L’épargnant perd donc ses économies s’il décède avant le terme de la tontine ?
« L'argent ne peut être réparti qu’au terme »

T.C. : « Dans ce cas, les cotisations profitent à l’association. Nous proposons néanmoins une assurance décès facultative (2) afin de contourner cet aléa. Via cette assurance, en cas de décès de l’assuré, le capital assuré peut ainsi être transmis aux bénéficiaires désignés. »

Comment gérez-vous les fonds pendant les 25 années d’existence de chaque tontine ?

T.C. : « Pour chaque euro entrant dans l’association tontinière, nous connaissons la date de sortie. Grâce à cette absence de liquidité et cette durée connue et certaine, nous pouvons optimiser l’allocation de façon graduelle. Ainsi lors des 10 à 15 premières années de la tontine, nous plaçons l’argent majoritairement sur des actions, de l’immobilier, etc. Plus l’on se rapproche de la date de répartition, plus l’on sécurise. Lors de la toute fin de vie de l’association, nous sommes à 100% sur des obligations, avec des échéances cohérentes avec la date de répartition. »

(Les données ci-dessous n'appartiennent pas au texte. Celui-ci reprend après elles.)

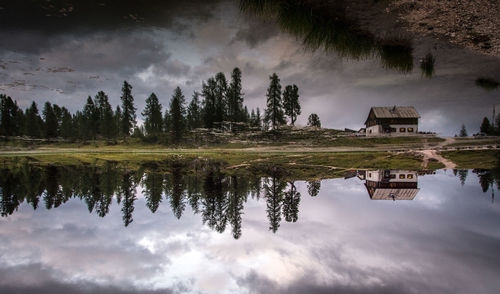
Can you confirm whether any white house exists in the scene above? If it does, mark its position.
[365,170,420,200]
[365,106,420,136]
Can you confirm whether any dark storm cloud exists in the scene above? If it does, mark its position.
[231,16,280,48]
[0,263,177,294]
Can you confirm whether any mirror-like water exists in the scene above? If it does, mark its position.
[0,168,500,293]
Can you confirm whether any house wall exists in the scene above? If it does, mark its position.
[366,124,418,137]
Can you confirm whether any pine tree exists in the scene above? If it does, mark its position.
[459,124,468,137]
[479,117,492,134]
[201,78,217,128]
[264,73,285,129]
[24,101,43,138]
[142,93,163,135]
[170,87,186,142]
[121,81,136,137]
[307,113,321,128]
[187,92,202,130]
[52,104,62,137]
[214,72,227,122]
[227,67,243,122]
[82,96,99,140]
[113,105,122,138]
[95,91,114,139]
[60,107,74,139]
[43,102,58,138]
[283,84,300,126]
[0,94,20,136]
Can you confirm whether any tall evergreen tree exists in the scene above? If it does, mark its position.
[170,87,186,141]
[52,104,62,137]
[458,124,468,137]
[227,67,243,122]
[201,78,217,128]
[43,101,58,138]
[0,94,20,136]
[283,84,300,126]
[24,101,43,138]
[187,92,202,130]
[479,117,492,135]
[142,93,163,135]
[113,105,122,138]
[60,107,75,139]
[121,81,136,136]
[214,72,227,122]
[264,73,285,129]
[307,113,321,128]
[95,91,115,139]
[82,96,99,140]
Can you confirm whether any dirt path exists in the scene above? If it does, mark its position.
[417,149,457,169]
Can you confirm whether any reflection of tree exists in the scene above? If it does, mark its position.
[283,182,300,222]
[228,176,246,239]
[307,181,321,197]
[165,167,186,219]
[121,172,137,227]
[143,172,163,213]
[457,169,469,186]
[264,177,286,233]
[0,168,22,216]
[202,171,228,233]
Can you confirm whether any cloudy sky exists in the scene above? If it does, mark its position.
[0,171,500,294]
[0,0,500,135]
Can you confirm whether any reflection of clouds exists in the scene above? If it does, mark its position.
[0,172,500,293]
[0,1,500,135]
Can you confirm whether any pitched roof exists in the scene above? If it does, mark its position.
[370,106,420,118]
[368,188,420,200]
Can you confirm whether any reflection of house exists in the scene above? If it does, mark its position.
[365,170,420,200]
[365,106,420,136]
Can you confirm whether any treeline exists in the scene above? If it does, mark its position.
[0,166,321,239]
[0,68,312,141]
[479,114,500,136]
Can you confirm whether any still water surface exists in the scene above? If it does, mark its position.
[0,169,500,293]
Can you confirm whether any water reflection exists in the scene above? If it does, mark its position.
[0,165,500,239]
[0,167,500,293]
[240,0,416,73]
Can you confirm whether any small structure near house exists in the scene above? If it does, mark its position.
[364,170,420,200]
[365,106,420,136]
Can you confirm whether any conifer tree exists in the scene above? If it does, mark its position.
[264,73,285,129]
[95,91,114,139]
[113,105,122,138]
[170,87,186,142]
[227,67,243,122]
[60,107,74,139]
[43,102,58,139]
[187,92,202,130]
[24,101,43,138]
[82,96,99,140]
[479,117,492,134]
[307,113,321,128]
[214,72,227,122]
[201,78,217,128]
[121,81,136,137]
[283,84,300,126]
[142,93,163,135]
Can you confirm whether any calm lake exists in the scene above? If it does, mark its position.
[0,168,500,293]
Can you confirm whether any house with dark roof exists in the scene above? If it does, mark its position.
[364,170,420,200]
[365,106,420,136]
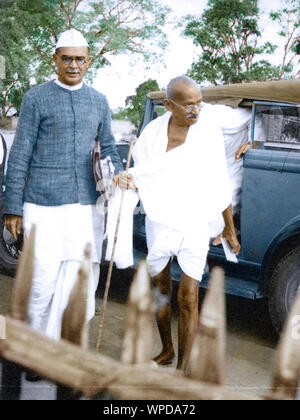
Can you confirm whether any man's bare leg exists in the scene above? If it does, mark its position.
[153,263,175,365]
[177,274,199,370]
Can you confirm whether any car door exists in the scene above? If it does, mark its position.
[241,102,300,264]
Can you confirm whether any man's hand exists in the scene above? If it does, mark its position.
[114,172,137,190]
[5,214,23,241]
[235,143,251,160]
[222,226,241,254]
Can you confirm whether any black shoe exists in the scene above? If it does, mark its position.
[25,371,43,382]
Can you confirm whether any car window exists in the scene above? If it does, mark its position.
[153,103,167,120]
[253,104,300,151]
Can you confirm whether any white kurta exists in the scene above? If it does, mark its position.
[23,81,104,340]
[106,109,231,281]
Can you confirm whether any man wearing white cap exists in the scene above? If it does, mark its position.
[5,29,123,370]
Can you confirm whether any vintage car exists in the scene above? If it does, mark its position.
[116,80,300,331]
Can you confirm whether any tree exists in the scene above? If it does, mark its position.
[0,0,168,114]
[114,79,159,127]
[270,0,300,79]
[184,0,279,85]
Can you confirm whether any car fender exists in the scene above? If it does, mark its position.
[261,215,300,295]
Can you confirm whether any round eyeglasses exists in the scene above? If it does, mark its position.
[169,99,204,112]
[58,55,87,66]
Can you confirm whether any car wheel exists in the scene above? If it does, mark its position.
[268,247,300,333]
[0,220,23,277]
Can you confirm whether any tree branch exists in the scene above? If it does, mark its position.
[1,79,19,117]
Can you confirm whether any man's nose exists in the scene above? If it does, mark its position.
[70,57,78,69]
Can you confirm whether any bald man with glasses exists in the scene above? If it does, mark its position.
[120,76,240,369]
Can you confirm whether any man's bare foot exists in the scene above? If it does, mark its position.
[153,351,175,366]
[212,235,222,246]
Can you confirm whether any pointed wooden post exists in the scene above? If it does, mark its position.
[270,292,300,400]
[121,262,154,364]
[186,267,226,385]
[11,226,35,322]
[61,245,91,348]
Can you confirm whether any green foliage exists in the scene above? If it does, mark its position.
[114,79,159,127]
[184,0,279,84]
[270,0,300,78]
[0,0,168,113]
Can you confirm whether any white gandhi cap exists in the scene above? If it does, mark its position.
[56,29,89,49]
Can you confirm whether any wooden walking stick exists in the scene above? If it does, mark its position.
[96,137,134,350]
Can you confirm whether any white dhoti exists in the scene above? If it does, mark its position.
[146,217,209,281]
[107,111,231,281]
[205,104,252,238]
[23,203,104,340]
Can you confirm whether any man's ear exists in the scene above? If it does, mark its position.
[87,57,93,67]
[163,99,172,111]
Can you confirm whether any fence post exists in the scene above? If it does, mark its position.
[56,245,91,401]
[61,246,91,348]
[121,262,154,364]
[11,226,35,322]
[186,267,226,385]
[270,292,300,400]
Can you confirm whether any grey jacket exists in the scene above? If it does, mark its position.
[4,81,123,216]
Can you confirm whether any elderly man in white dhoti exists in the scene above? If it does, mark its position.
[113,76,240,369]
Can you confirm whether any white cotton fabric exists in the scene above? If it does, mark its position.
[56,29,89,49]
[23,203,104,339]
[28,260,100,340]
[105,187,139,269]
[205,104,252,238]
[108,109,231,281]
[23,203,104,263]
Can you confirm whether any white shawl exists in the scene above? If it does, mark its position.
[107,108,231,268]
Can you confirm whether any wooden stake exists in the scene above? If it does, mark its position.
[11,226,35,322]
[121,261,154,364]
[187,267,226,385]
[0,318,260,401]
[96,138,134,350]
[61,245,91,348]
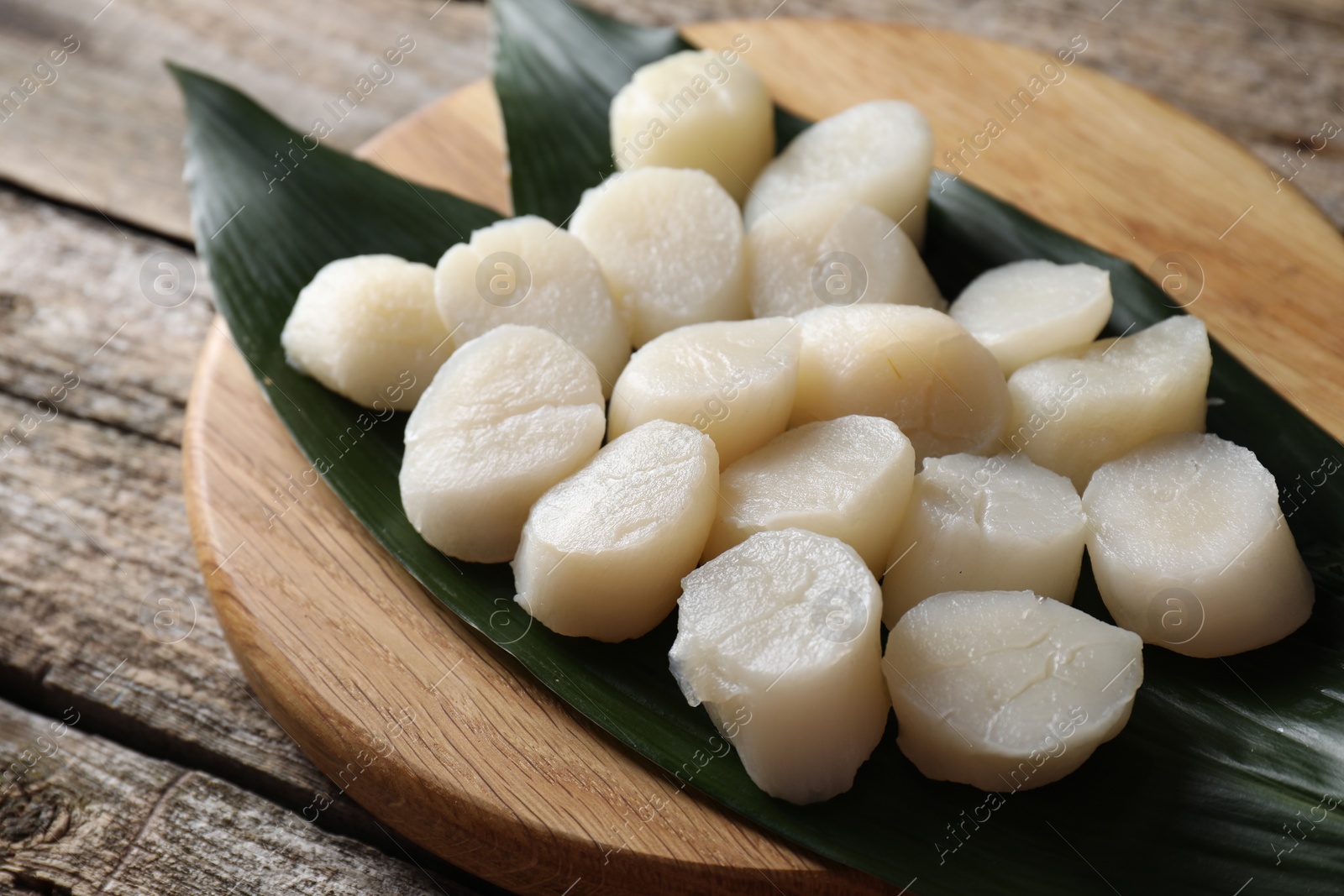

Quelles sont les performances des tontines en cours ?
« 2% à 3% de mieux que l’inflation »

T.C. : « Pour les tontines lancées récemment, je suis incapable de prédire les performances des 25 prochaines années. Concernant notre historique, sur 70 ans, les performances des tontines font toujours 2% à 3% de mieux, en termes de rendement annuel, que l’inflation. Par exemple, pour la tontine qui est arrivée à échéance en 2016, nous affichons un rendement de 4% à 6% [net de frais, selon le Conservateur, NDLR] par an selon l’âge de l’adhérent et le montant investi. »

Au sein d’une même tontine, les rendements peuvent être différents ?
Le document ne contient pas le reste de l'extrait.